Rust implements what is known as an Affine Type System:

Affine types are a version of linear types imposing weaker constraints, corresponding to affine logic. An affine resource can only be used once, while a linear one must be used once.

Types that are not Copy, and are thus moved, are Affine Types: you may use them either once or never, nothing else.

Rust qualifies this as a transfer of ownership in its Ownership-centric view of the world (*).
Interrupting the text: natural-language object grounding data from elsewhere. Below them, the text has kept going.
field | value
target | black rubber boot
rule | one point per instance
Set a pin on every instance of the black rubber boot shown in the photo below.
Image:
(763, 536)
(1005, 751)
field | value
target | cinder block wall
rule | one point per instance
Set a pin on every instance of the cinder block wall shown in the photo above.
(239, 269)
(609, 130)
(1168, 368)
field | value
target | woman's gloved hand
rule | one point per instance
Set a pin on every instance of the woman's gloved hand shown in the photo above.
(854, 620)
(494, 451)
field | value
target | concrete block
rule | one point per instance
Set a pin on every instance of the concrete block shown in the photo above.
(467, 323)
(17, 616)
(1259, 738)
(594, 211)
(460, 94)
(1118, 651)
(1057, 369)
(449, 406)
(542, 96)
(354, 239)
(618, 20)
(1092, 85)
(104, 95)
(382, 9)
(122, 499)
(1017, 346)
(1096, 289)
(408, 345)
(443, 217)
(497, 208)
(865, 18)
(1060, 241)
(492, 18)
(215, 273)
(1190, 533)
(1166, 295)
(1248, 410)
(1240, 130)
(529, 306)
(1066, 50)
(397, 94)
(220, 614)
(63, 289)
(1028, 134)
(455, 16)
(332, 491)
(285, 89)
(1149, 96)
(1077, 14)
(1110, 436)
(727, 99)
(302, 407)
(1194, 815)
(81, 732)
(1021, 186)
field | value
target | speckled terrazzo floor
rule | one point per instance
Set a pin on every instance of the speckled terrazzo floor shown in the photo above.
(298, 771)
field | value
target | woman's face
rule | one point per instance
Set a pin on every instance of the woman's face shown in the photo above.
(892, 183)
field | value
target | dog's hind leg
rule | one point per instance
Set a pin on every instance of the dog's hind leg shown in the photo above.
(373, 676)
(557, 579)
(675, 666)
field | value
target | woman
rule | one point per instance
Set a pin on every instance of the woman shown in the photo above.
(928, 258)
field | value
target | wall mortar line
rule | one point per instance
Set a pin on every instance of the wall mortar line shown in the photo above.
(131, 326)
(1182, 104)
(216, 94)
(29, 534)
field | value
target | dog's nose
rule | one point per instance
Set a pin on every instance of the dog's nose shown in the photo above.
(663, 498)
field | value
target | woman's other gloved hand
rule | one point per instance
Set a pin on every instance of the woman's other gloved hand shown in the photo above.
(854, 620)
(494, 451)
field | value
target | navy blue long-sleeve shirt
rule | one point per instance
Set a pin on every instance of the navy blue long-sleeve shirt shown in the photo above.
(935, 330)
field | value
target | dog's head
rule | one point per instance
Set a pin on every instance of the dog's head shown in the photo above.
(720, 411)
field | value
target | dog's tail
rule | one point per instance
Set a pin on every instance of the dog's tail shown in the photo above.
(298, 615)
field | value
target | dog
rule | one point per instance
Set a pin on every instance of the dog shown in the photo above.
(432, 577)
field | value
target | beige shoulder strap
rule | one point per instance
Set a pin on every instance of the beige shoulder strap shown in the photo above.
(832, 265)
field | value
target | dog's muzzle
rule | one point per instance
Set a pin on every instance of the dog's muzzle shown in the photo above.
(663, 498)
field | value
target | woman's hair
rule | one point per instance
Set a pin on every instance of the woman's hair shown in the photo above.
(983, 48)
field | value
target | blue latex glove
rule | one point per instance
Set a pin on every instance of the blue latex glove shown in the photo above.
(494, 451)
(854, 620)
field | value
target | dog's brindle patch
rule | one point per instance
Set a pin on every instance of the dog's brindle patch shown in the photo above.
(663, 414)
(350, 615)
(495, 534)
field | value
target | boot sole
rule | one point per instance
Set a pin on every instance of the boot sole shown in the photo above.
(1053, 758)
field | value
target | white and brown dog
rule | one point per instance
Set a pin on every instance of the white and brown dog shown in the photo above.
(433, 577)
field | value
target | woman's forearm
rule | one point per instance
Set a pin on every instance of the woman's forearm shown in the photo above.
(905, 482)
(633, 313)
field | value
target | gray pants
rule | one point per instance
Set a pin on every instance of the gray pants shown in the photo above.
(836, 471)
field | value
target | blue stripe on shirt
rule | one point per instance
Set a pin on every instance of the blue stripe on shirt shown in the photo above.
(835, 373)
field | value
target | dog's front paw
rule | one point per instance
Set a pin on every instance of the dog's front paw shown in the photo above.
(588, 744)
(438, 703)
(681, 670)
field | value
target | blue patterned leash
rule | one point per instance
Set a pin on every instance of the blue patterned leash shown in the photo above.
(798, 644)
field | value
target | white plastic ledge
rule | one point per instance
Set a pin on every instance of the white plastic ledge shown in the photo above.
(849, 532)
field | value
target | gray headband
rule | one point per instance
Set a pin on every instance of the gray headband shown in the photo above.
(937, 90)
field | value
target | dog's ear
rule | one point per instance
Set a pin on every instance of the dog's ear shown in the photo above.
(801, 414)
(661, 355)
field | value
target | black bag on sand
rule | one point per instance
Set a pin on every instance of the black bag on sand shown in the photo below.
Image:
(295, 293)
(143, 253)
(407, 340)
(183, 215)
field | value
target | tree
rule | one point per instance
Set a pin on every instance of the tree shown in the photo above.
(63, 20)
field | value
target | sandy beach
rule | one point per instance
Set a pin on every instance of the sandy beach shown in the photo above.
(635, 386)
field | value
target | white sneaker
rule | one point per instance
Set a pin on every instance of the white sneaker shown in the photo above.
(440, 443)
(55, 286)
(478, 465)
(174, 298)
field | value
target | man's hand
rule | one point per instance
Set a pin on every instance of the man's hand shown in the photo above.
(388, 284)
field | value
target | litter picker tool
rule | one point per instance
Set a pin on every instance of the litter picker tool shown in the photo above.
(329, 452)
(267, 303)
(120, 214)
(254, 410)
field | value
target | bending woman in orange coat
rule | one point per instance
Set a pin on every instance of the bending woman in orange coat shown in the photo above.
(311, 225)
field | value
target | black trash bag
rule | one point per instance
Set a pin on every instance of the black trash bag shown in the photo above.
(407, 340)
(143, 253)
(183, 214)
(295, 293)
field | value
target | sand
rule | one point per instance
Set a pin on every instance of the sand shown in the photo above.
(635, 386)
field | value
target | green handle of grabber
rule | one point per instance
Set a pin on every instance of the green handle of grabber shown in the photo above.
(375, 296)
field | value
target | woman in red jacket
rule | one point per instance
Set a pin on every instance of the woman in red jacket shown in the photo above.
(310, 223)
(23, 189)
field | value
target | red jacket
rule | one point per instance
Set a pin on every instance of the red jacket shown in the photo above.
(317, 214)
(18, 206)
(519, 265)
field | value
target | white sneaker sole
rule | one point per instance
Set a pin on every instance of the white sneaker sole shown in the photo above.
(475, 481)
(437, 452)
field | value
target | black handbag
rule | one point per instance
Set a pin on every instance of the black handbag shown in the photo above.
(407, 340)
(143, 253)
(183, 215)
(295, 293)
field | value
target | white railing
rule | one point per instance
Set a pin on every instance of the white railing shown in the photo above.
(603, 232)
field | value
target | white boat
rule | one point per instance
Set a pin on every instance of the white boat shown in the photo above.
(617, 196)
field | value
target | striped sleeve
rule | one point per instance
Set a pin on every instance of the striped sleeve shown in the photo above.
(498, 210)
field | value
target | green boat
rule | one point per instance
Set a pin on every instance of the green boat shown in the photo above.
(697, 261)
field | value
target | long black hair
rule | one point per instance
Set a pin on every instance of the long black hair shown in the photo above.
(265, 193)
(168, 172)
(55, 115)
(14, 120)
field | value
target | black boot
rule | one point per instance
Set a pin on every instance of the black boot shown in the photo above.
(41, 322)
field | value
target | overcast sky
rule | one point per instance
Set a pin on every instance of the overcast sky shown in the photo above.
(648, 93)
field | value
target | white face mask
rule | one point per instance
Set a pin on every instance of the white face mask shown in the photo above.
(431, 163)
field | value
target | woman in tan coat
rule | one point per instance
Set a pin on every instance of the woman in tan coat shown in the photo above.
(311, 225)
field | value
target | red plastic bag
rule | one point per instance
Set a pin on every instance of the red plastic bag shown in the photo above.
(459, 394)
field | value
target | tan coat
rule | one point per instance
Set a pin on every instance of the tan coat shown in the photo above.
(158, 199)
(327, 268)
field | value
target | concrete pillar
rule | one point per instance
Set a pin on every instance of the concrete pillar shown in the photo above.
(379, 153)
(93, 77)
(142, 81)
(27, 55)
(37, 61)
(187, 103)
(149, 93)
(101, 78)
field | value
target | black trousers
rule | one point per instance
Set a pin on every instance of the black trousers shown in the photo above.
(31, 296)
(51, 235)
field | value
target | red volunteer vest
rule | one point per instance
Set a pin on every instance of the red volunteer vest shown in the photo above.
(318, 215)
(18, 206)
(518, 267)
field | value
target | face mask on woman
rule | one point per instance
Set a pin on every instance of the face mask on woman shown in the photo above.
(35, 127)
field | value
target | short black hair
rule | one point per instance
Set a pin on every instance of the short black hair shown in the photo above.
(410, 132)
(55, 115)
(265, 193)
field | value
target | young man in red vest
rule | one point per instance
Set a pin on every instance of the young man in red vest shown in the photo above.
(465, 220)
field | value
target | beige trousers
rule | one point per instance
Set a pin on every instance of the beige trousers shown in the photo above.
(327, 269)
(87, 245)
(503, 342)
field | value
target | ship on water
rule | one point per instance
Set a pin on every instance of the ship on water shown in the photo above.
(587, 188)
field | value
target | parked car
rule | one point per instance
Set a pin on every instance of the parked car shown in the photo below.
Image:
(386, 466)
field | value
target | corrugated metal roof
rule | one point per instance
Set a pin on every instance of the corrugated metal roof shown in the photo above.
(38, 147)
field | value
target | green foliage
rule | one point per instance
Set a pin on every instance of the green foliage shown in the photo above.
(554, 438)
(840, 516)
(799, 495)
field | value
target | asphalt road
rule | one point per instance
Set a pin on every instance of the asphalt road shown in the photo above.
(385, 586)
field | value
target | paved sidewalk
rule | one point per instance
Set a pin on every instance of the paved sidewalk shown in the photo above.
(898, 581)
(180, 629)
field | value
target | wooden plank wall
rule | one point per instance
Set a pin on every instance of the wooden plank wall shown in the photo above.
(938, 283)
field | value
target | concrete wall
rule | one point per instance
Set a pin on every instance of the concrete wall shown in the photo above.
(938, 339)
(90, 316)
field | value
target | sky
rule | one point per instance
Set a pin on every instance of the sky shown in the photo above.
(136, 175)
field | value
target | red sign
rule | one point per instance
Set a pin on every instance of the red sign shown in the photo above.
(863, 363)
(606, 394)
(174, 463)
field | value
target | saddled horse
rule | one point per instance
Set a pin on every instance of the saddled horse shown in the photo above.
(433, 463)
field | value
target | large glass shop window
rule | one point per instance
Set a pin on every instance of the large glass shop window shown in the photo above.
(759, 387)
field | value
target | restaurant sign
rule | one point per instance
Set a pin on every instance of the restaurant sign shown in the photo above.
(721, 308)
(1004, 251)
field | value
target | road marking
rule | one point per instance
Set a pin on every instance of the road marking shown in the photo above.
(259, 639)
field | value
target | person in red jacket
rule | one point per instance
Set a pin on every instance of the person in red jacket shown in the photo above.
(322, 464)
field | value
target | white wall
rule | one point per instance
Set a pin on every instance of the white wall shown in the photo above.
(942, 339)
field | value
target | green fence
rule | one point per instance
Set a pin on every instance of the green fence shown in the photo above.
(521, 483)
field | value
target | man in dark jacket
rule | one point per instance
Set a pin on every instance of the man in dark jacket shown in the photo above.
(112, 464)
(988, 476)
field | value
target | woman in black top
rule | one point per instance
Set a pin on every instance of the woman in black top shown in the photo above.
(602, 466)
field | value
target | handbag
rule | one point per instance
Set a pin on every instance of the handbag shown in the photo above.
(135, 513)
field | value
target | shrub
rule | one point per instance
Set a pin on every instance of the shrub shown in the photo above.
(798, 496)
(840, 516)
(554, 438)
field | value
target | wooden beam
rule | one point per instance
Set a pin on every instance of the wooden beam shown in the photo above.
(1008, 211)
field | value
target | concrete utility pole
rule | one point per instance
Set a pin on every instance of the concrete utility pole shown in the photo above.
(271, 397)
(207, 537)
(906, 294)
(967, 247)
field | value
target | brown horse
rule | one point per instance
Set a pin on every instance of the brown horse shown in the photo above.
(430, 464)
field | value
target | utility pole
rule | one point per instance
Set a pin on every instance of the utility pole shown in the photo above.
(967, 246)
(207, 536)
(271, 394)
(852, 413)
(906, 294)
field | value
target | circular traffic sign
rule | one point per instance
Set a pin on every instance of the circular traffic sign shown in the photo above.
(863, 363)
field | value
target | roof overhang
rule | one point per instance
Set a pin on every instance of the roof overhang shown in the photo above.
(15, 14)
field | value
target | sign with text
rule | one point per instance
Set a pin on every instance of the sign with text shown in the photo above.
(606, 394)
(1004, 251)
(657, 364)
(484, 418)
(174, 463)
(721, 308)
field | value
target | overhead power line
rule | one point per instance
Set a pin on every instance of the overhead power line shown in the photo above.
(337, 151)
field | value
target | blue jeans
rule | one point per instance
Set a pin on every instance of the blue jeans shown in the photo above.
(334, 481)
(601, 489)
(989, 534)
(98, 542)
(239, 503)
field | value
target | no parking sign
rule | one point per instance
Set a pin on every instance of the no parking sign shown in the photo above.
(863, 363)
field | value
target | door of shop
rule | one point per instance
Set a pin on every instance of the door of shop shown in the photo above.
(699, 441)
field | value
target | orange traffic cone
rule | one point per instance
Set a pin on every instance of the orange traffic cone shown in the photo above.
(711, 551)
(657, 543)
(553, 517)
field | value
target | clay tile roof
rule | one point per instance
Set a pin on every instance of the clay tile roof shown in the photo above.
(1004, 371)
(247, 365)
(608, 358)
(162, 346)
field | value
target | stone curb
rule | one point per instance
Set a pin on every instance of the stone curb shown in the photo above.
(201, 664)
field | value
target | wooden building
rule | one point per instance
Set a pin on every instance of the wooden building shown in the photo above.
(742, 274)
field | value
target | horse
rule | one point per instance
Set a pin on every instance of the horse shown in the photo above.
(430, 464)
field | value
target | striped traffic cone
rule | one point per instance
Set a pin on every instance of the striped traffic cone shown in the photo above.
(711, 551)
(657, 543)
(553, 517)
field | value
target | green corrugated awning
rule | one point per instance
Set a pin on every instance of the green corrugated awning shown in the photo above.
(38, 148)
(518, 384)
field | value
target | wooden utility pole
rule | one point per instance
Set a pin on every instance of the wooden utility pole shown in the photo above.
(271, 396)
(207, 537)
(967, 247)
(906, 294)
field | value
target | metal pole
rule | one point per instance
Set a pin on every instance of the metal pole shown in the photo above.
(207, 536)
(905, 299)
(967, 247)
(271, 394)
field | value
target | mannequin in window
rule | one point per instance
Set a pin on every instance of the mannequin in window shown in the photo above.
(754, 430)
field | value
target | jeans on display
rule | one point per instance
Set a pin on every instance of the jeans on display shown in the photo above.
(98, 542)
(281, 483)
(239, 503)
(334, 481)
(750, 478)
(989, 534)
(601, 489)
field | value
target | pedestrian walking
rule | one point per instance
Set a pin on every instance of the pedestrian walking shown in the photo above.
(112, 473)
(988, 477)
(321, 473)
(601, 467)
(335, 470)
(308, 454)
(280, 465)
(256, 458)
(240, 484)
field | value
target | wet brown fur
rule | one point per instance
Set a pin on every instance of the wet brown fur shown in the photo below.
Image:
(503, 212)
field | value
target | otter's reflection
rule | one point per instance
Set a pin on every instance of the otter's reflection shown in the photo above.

(*) Some of the people working on Rust are much more qualified than I am in CS, and they knowingly implemented an Affine Type System; however contrary to Haskell which exposes the math-y/cs-y concepts, Rust tends to expose more pragmatic concepts.

Note: it could be argued that Affine Types returned from a function tagged with #[must_use] are actually Linear Types from my reading.


Implementation

It depends. Please keep in mind than Rust is a language built for speed, and there are numerous optimizations passes at play here which will depend on the compiler used (rustc + LLVM, in our case).

Within a function body (playground):

fn main() {
    let s = "Hello, World!".to_string();
    let t = s;
    println!("{}", t);
}

If you check the LLVM IR (in Debug), you'll see:

%_5 = alloca %"alloc::string::String", align 8
%t = alloca %"alloc::string::String", align 8
%s = alloca %"alloc::string::String", align 8

%0 = bitcast %"alloc::string::String"* %s to i8*
%1 = bitcast %"alloc::string::String"* %_5 to i8*
call void @llvm.memcpy.p0i8.p0i8.i64(i8* %1, i8* %0, i64 24, i32 8, i1 false)
%2 = bitcast %"alloc::string::String"* %_5 to i8*
%3 = bitcast %"alloc::string::String"* %t to i8*
call void @llvm.memcpy.p0i8.p0i8.i64(i8* %3, i8* %2, i64 24, i32 8, i1 false)

Underneath the covers, rustc invokes a memcpy from the result of "Hello, World!".to_string() to s and then to t. While it might seem inefficient, checking the same IR in Release mode you will realize that LLVM has completely elided the copies (realizing that s was unused).

The same situation occurs when calling a function: in theory you "move" the object into the function stack frame, however in practice if the object is large the rustc compiler might switch to passing a pointer instead.

Another situation is returning from a function, but even then the compiler might apply "return value optimization" and build directly in the caller's stack frame -- that is, the caller passes a pointer into which to write the return value, which is used without intermediary storage.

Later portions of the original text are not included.